Melbourne : l'art transforme l'attente du tram
Avec son initiative Art Stops, Yarra Trams a converti des abris de tramway vandalisés en œuvres d'art conçues sur mesure. Sur le plus grand réseau de tramway au monde, l'opération a fait reculer les dégradations, gagner en propreté et regagner la fierté des voyageurs.
Le long de Collins Street, l'une des artères les plus fréquentées de Melbourne, attendre le tram ressemble désormais à une visite de galerie. Là où des vitres gravées et taguées dégradaient l'expérience, des œuvres signées par des artistes locaux habillent aujourd'hui les abris. C'est le principe d'Art Stops, l'initiative menée par Yarra Trams pour faire du réseau melbournien une véritable galerie d'art à ciel ouvert.
Un fléau venu de 2020 : la gravure chimique du verre
Le graffiti est un défi commun à tous les grands réseaux de transport, de Berlin à New York en passant par Amsterdam et Toronto. Mais l'une de ses formes est particulièrement destructrice : la gravure chimique. À l'acide ou à l'outil, elle entaille le verre de façon permanente impossible à nettoyer, elle impose le plus souvent de remplacer entièrement les panneaux.

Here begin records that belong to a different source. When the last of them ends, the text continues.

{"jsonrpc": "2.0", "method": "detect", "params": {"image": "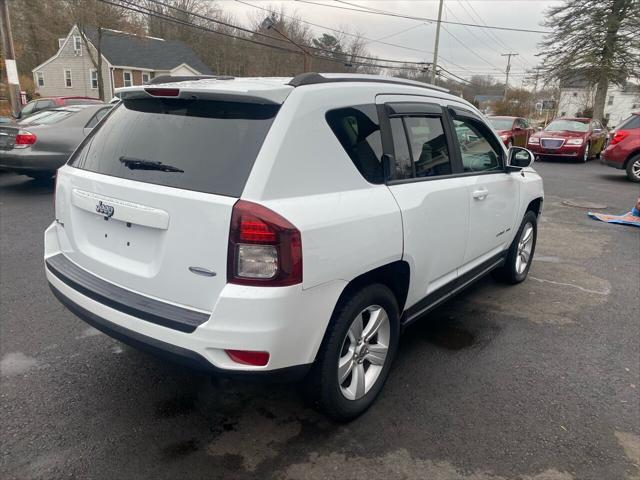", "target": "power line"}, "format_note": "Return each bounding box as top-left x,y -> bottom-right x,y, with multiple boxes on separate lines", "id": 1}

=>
293,0 -> 551,34
143,0 -> 425,65
235,0 -> 433,54
98,0 -> 426,71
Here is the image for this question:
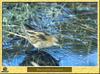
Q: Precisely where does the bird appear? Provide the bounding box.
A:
[25,26,60,49]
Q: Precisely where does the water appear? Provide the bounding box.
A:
[3,3,98,66]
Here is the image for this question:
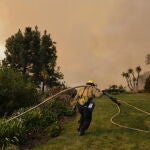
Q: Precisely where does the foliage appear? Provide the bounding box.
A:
[46,122,62,137]
[122,66,142,92]
[144,76,150,92]
[32,93,150,150]
[3,26,63,91]
[105,85,126,94]
[0,68,38,116]
[0,101,71,148]
[0,121,26,149]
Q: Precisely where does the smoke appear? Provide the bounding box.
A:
[0,0,150,88]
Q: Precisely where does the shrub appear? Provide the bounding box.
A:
[144,76,150,92]
[48,123,62,137]
[0,121,26,149]
[0,68,38,116]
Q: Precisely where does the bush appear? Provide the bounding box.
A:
[47,123,62,137]
[0,68,38,116]
[144,76,150,92]
[0,121,26,149]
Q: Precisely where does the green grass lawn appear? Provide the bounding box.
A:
[33,94,150,150]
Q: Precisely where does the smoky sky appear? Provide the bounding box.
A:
[0,0,150,88]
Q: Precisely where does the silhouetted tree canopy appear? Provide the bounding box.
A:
[3,26,63,90]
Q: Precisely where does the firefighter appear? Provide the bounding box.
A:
[75,80,103,136]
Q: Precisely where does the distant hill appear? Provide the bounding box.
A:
[139,71,150,90]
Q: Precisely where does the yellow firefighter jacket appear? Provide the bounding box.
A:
[75,86,103,105]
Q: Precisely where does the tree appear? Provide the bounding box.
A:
[144,76,150,92]
[0,68,38,116]
[146,54,150,64]
[122,66,142,92]
[122,72,133,91]
[3,26,63,89]
[136,66,142,90]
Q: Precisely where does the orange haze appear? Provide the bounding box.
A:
[0,0,150,88]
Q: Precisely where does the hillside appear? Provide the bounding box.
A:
[34,94,150,150]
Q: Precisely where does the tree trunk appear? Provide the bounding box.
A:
[42,81,45,94]
[126,78,133,91]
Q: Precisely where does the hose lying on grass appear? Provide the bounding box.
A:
[110,100,150,133]
[4,85,150,133]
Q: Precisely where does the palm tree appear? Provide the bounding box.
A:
[128,68,136,89]
[121,72,133,91]
[136,66,142,90]
[146,54,150,64]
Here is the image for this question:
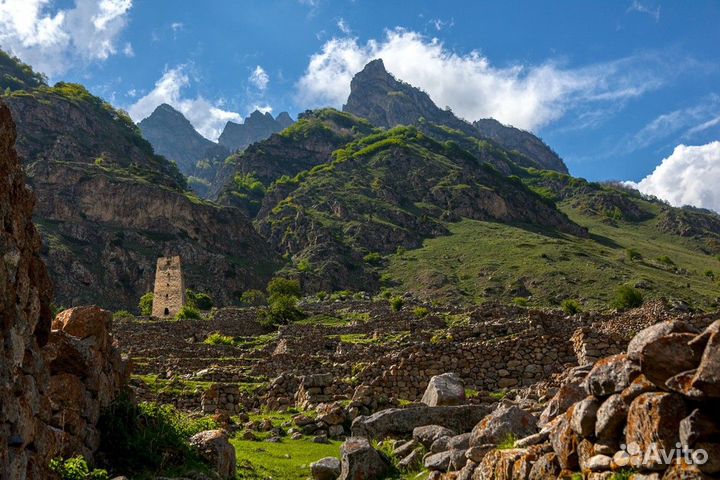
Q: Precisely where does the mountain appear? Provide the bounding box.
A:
[343,59,568,173]
[138,103,230,197]
[2,53,278,309]
[218,110,293,151]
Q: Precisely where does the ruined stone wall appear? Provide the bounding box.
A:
[152,256,185,317]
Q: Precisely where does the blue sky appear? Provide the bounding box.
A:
[0,0,720,205]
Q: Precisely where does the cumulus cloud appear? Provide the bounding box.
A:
[128,65,242,141]
[0,0,132,76]
[297,28,663,130]
[628,141,720,212]
[248,65,270,92]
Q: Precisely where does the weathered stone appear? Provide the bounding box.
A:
[528,452,560,480]
[625,393,687,470]
[352,405,488,438]
[190,430,235,479]
[627,320,692,359]
[421,373,465,407]
[339,437,390,480]
[570,396,600,437]
[550,410,579,470]
[585,353,640,397]
[640,333,700,388]
[413,425,455,448]
[595,394,628,443]
[310,457,340,480]
[470,404,537,446]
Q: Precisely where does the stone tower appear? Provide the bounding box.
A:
[153,256,185,317]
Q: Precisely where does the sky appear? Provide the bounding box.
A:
[0,0,720,211]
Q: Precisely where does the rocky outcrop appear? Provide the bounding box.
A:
[343,59,568,173]
[218,110,293,151]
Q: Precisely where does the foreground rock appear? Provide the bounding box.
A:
[190,430,236,480]
[339,437,390,480]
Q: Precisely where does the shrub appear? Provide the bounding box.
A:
[185,288,214,310]
[240,289,267,307]
[413,307,430,317]
[49,455,110,480]
[138,292,155,316]
[203,332,235,346]
[363,252,382,265]
[175,305,200,320]
[113,310,135,320]
[267,277,302,302]
[560,299,582,315]
[612,285,644,310]
[390,297,405,312]
[625,248,642,262]
[99,395,217,478]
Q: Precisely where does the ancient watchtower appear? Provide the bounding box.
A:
[153,256,185,317]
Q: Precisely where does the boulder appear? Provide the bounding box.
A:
[470,403,537,446]
[585,353,640,398]
[570,396,600,437]
[310,457,340,480]
[413,425,455,448]
[627,320,692,359]
[190,430,236,479]
[420,373,465,407]
[640,333,701,388]
[625,392,688,470]
[351,405,489,438]
[339,437,390,480]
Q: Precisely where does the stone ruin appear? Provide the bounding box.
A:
[152,256,185,318]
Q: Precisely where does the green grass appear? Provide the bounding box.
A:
[231,438,341,480]
[385,206,718,310]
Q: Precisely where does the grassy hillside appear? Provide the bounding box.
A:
[383,200,720,309]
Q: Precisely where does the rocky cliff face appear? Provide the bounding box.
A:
[0,104,129,480]
[218,110,293,151]
[138,103,230,181]
[6,85,274,309]
[343,59,568,173]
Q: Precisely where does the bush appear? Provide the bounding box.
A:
[612,285,644,310]
[267,277,302,302]
[113,310,135,320]
[49,455,110,480]
[99,395,217,478]
[138,292,155,316]
[175,305,200,320]
[390,297,405,312]
[560,299,582,315]
[625,248,642,262]
[185,288,214,310]
[240,289,267,307]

Depuis 2020, le phénomène s'est accentué sur les quelque 1 700 arrêts du réseau melbournien. Aux emplacements les plus touchés, la perception de propreté est tombée sous les 65 % à l'indice d'expérience client (CXI), et plusieurs arrêts ne respectaient plus les standards prévus au contrat. Or l'expérience à l'arrêt n'est pas un détail : elle pèse pour 28 % de la note globale d'expérience voyageur (PXR), et un arrêt jugé négligé pénalise d'abord les publics les plus sensibles personnes âgées, touristes, voyageurs en situation de handicap.
L'art comme infrastructure
Plutôt que de remplacer indéfiniment des vitres dégradées une réponse coûteuse et lente, Yarra Trams a changé de logique. La solution : recouvrir les surfaces d'un vinyle anti-graffiti durable, imprimé d'œuvres pensées spécifiquement pour chaque lieu. Les abris sont ainsi protégés des dégradations et transformés en espaces porteurs de sens.
Lancé en 2024 sur six arrêts emblématiques de Collins Street, le programme pilote a habillé 34 panneaux d'œuvres d'artistes des Premières Nations. Sélectionnés via le programme Transporting Arts, ils ont été invités à explorer les thèmes de la culture, du voyage, du lieu et de la protection. Une démarche conçue main dans la main avec le Department of Transport and Planning, des artistes et des acteurs culturels moins une opération de maintenance qu'un travail d'activation des lieux, qui fait basculer le réseau d'une logique réactive vers un aménagement proactif de l'espace public.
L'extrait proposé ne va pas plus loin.